A la mort du général Kamougué, une partie de ses enfants est informée que la fortune familiale est confiée à Me Randah pour administration. Il s’agirait d’un compte bancaire bien garni qui serait très vite dilapidé par la notoire d’après les propos de ces héritiers lésés.

Cette gestion calamiteuse sera dénoncée et le tribunal de première instance de N’Djaména est saisi par Olivier Kamougué. Le tribunal tranche en faveur du demandeur Olivier Kamougué et dessaisi Me Randah de son administration. Entre temps, Eric Kamougué aurait fait main basse sur les biens immobiliers dont il profiterait tout seul des revenus provenant du loyer de ces immeubles. Il se serait aussi accaparé des véhicules, 7 au total, qu’il aurait qu’il utiliserait sans que les autres orphelins ne puissent parler.

Des 7 véhicules, il n’en reste que 3 dit-on. Et les veuves aussi… Pendant que les enfants se disputent l’argent et les immeubles, les veuves quant à elles, se seraient engagées dans une bataille judiciaire pour savoir qui est vraiment la veuve légitime de Kamougué. Ainsi, Mme Eve Kamougué, l’une des épouses du général se serait fendue d’une requête aux fins de demander l’annulation de l’acte de mariage d’une de ses rivales qui est en ce moment députée à l’Assemblée nationale. Or, Mme Dénéassoum Kamougué est mariée depuis 2005 avec son homme à la mairie de N’Djaména.

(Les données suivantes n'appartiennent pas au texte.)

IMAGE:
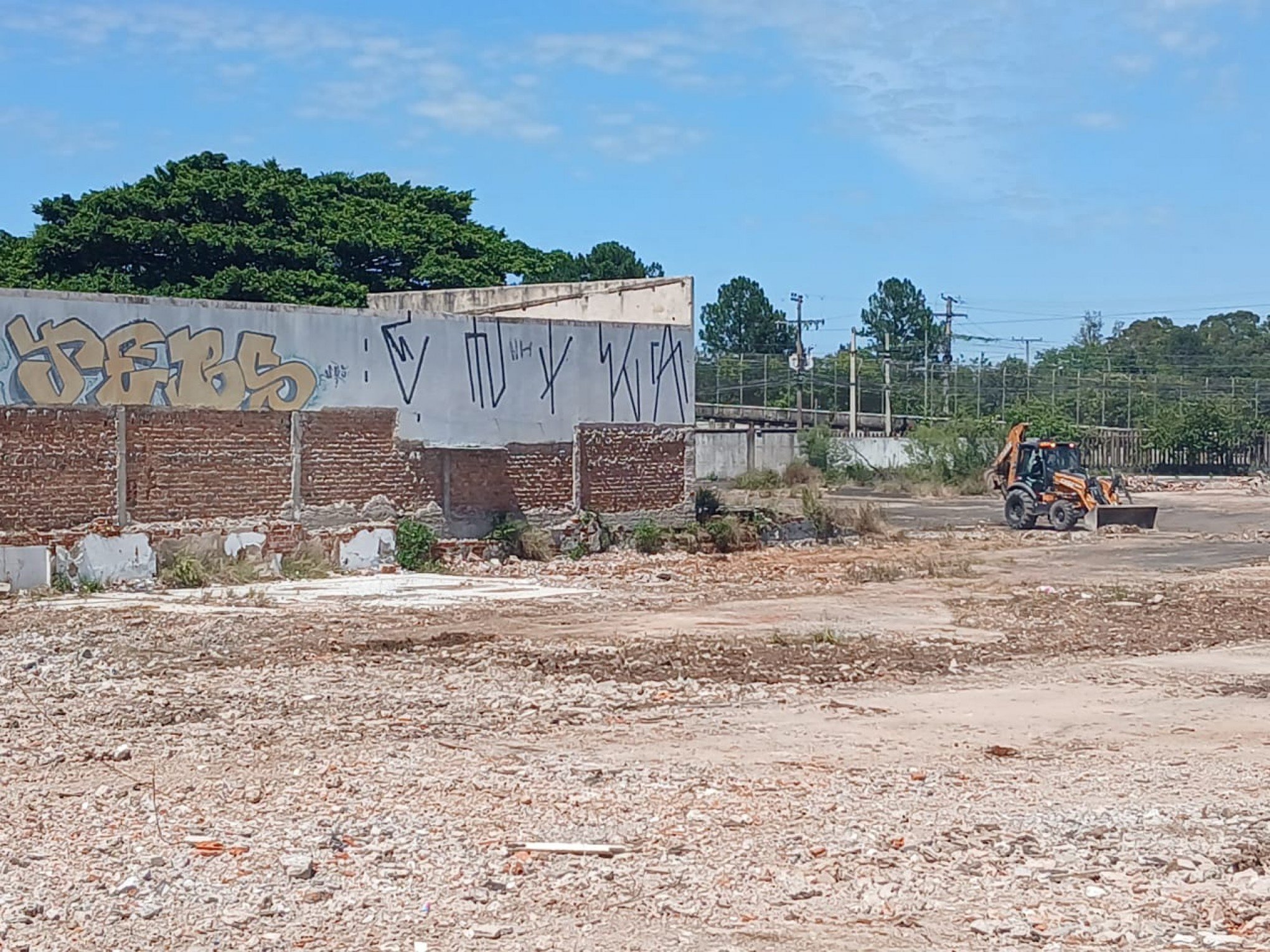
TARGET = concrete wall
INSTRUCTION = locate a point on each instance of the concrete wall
(875, 452)
(456, 381)
(657, 301)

Le tribunal de première instance auprès de qui la requête a été déposée va avoir à statuer sur cette affaire qui a un parfum d’héritage. Nous sommes en face d’une saga familiale qui ressemble à s’y méprendre à un film hollywoodien des années 70-80 où des héritiers d’une grande famille du Texas se déchire sur la succession de leur père. C’est dommage ! Le grand homme se serait-il décarcassé à ce point pour assister impuissant à la déchirure et au morcellement de son œuvre ? C’est le sort qui est réservé à tous les héritages.